Afirma que a vacinação levará à diminuição destas neoplasias, "mas demorará mais tempo a que esse efeito seja perceptível: lesões mais raras e em populações específicas (imunodeprimidas, fumadoras). A ideia será discutir o que esperar - e quando, é que tal vai afectar a nossa prática."

E acrescenta: "Uma das ideias a desenvolver será a de que as lesões precursoras vulvares vão diminuir de forma marcada, bem como os cancros associados ao HPV - mas que o impacto global em termos de cancro vulvar não será tão evidente, dado existirem outras vias de malignização (diferentemente do colo do útero e vagina)."



"Estimular o interesse pela área"

Quanto às expectativas para o curso, onde são aguardados mais de uma centena de participantes, "desejo que especialmente os internos aproveitem esta oportunidade!", indica Pedro Vieira Baptista.
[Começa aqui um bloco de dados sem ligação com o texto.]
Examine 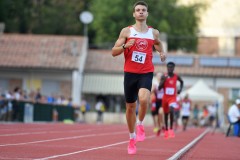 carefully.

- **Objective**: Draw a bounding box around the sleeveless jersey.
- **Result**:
[182,100,191,116]
[124,26,154,74]
[163,74,178,98]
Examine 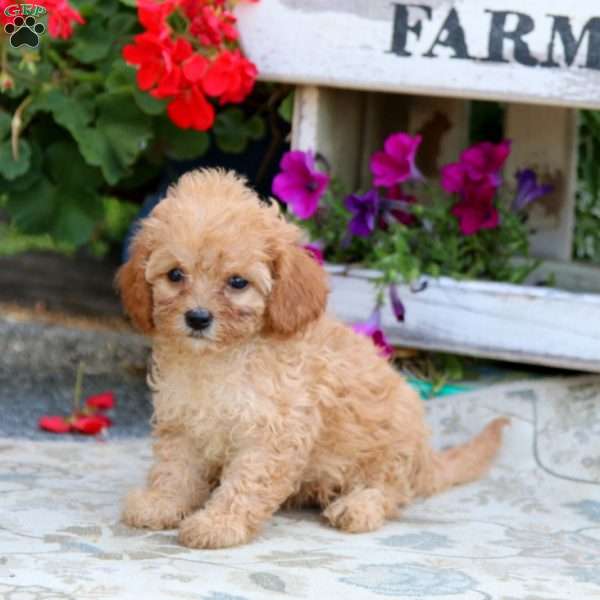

O médico, que tem procurado contribuir para a dinamização desta sociedade científica desde que assumiu o cargo de secretário-geral, em setembro do ano passado, faz questão de deixar o convite:

"Esperamos que este curso possa estimular o interesse pela área e que motive alguns dos participantes a juntarem-se à ISSVD e a participar no congresso que organizaremos em Turim este ano!"